Enquête sur les raisins de table au sein de l’UE : des ONG détectent des pesticides, parfois interdits, souvent préoccupants et en grand nombre dans des raisins de certains supermarchés !

 

raisins.jpg Une grande enquête a été menée par 5 ONG , dont le MDRGF(mouvement pour le droit et le respect des générations futures) pour la France, dans 5 pays européens ( Italie, France, Pays-Bas, Hongrie et Allemagne) dans des magasins appartenant à 16 enseignes différentes. 124 échantillons de raisins issus de l’agriculture intensive ont été analysés, par un laboratoire allemand spécialisé, afin de rechercher d’éventuels résidus de pesticides. Les résultats sont préoccupants :

 

Résultats globaux.

> 99,2% des raisins analysés contenaient des résidus de pesticides! Soit 123 des 124 échantillons testés. Seul un échantillon ne présentait pas de trace de pesticides.

> 0.65mg/kg de pesticide (matière active) trouvé en moyenne par échantillon.

> 20% des raisins étaient contaminés par 10 ou plus de 10 pesticides différents.

> 4,8% des échantillons dépassaient les nouvelles Limites Maximales en Résidus européennes (LMR), des limites légales qu’on ne doit pas dépasser !

> 3 échantillons contenaient des pesticides interdits dans les pays de production.

> Un échantillon dépassait la dose de référence pour la toxicité aiguë de l’Organisation mondiale de la santé! Le dépassement de cette dose de référence, même une seule fois, peut endommager la santé humaine, en particulier la santé des enfants.

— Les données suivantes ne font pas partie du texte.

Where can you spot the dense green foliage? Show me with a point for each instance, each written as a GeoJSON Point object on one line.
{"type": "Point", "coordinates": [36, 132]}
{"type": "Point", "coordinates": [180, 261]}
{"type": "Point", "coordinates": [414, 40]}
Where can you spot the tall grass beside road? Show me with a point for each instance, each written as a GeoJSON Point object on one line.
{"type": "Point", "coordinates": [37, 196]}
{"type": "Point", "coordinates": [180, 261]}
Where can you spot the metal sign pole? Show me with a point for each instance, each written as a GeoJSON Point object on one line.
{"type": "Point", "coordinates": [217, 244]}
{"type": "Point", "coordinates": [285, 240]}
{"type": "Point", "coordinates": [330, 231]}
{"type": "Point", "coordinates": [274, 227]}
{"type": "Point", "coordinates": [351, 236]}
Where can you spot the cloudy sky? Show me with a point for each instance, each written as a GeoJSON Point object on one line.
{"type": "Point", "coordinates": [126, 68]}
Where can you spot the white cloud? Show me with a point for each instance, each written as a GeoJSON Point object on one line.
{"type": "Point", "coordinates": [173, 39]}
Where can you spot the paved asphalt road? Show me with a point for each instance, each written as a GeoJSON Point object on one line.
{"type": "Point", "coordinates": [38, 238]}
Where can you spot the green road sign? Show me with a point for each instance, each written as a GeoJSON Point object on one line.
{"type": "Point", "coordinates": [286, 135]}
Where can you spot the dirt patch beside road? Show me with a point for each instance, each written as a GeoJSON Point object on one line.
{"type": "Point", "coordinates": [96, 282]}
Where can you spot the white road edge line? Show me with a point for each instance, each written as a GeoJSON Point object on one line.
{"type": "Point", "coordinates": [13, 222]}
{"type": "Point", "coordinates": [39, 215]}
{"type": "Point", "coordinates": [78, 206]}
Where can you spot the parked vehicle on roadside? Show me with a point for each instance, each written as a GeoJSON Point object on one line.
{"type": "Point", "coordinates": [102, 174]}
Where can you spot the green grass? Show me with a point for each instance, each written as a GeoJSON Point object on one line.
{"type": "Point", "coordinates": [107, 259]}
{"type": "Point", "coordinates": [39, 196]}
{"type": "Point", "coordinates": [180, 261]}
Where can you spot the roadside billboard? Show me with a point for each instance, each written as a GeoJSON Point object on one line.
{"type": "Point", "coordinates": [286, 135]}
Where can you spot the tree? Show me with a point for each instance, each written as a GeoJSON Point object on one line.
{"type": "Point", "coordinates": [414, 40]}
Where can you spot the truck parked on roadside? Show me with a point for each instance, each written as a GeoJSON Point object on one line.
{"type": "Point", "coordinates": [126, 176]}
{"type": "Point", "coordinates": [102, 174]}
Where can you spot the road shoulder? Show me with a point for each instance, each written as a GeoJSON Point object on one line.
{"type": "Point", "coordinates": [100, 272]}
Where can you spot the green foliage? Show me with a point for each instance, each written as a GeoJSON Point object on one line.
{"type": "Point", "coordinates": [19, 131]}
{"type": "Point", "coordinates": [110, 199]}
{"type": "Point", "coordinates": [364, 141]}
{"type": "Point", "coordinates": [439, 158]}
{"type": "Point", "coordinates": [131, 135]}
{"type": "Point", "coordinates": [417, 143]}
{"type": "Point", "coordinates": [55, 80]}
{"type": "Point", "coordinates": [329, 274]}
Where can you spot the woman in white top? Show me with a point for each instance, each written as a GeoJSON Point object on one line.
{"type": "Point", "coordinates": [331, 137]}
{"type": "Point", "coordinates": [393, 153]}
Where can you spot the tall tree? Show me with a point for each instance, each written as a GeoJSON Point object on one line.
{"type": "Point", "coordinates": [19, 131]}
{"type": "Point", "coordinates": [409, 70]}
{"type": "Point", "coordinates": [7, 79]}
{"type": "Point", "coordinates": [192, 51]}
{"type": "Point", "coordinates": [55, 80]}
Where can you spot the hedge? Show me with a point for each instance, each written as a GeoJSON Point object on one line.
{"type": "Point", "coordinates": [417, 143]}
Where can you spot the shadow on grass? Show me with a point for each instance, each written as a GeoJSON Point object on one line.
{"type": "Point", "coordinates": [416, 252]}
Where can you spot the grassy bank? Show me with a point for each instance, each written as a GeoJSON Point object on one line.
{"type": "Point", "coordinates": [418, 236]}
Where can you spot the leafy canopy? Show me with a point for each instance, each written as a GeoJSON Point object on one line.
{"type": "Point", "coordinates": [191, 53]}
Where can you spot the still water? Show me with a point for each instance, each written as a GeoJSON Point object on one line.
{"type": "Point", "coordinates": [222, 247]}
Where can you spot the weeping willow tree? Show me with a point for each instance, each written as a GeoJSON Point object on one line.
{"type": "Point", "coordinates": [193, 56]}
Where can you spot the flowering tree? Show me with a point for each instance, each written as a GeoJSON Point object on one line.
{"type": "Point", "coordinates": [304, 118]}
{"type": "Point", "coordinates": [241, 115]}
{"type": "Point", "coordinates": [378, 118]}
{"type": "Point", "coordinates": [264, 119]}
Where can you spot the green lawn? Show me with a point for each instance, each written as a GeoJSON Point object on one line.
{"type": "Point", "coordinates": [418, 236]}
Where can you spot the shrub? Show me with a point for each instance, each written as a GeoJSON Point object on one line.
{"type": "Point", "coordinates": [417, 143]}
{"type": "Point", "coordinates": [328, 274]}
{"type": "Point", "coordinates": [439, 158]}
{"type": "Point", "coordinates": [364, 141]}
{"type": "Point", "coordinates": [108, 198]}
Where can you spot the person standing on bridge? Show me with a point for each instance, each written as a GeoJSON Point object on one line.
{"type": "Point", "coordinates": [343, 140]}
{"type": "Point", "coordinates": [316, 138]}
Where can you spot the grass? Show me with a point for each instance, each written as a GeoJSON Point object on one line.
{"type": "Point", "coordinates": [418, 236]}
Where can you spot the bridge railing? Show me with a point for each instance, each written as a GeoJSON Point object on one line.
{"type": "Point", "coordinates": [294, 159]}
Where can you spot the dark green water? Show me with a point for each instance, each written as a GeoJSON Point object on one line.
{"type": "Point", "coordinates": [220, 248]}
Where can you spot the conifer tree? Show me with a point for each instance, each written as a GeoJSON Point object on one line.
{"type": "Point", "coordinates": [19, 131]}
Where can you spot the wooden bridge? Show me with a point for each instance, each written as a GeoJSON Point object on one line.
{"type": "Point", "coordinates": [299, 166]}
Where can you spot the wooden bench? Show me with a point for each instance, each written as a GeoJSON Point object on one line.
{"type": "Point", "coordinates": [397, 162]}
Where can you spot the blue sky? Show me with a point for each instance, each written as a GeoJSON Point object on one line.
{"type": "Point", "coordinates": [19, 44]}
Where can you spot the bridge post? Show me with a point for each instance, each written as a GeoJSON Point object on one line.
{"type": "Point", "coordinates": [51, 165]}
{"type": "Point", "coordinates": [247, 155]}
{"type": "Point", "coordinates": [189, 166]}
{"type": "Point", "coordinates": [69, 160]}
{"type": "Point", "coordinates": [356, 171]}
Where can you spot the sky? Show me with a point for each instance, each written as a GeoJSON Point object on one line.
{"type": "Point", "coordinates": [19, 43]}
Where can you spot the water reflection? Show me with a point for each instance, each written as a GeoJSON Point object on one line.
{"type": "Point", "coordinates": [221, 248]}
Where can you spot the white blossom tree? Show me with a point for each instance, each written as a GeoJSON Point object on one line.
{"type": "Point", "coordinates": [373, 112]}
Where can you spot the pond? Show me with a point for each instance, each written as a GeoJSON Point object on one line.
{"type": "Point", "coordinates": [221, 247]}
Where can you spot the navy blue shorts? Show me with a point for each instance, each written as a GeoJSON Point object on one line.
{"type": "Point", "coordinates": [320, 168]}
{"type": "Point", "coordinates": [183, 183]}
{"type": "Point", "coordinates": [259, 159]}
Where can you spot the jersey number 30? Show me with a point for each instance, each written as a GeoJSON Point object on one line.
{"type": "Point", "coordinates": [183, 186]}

> Et parmi tous ces pesticides de nombreuses matières actives présentaient des risques potentiels pour la santé. On a trouvé des pesticides neurotoxiques, suspectés d’être cancérigènes ou encore pouvant perturber le système hormonal.

Et pour la France ?

> 100% des 25 échantillons testés étaient contaminés.

> 0,73mg/kg de pesticide (matière active) trouvé en moyenne par échantillon.

> 44% des raisins étaient contaminés par 10 ou plus de 10 pesticides. 51 pesticides différents ont été détectés au total.

> 8,5 pesticides par échantillon en moyenne! Le record pour l’enquête : 16 pesticides dans un échantillon de raisin acheté!

> 16% des échantillons dépassaient les nouvelles Limites Maximales en Résidus européennes (LMR), des limites légales qu’on ne doit pas dépasser !

 

> Cerise sur le gâteau, des pesticides interdits d’usage dans toute l’UE ou dans le pays de production ont été retrouvés ! En effet, 2 échantillons de raisins italiens contenaient de l’endosulfan, un pesticide interdit dans toute l’UE. Comme le DDT, l’endosulfan est un polluant organique persistant (POPs) qui provoque des dommages à long terme pour l’environnement. De plus, un autre échantillon de raisin italien contenait l’insecticide bromopropylate qui n’est plus autorisé en Italie depuis fin 2007  !

 

« Cette situation est inacceptable. La contamination des raisins par des substances préoccupantes est massive. » déclare F. Veillerette, Président du MDRGF et administrateur du réseau PAN-Europe. « Les pouvoirs publics doivent prendre leurs responsabilités par rapport aux situations d’illégalité que nous avons mises en lumière. Nous demandons au gouvernement français de soutenir la  position de la Commission Environnement du Parlement européen qui appelle  à l’exclusion des substances classées CMR ou perturbatrices endocriniennes afin que le consommateur ne les retrouve plus dans ses aliments.

 Nous appelons également les chaînes de supermarché à tout mettre en œuvre pour baisser les niveaux de résidus de pesticides dans leurs produits en appliquant des standards plus exigeants à leurs fournisseurs que ceux prévus par la loi » ajoute-t-il.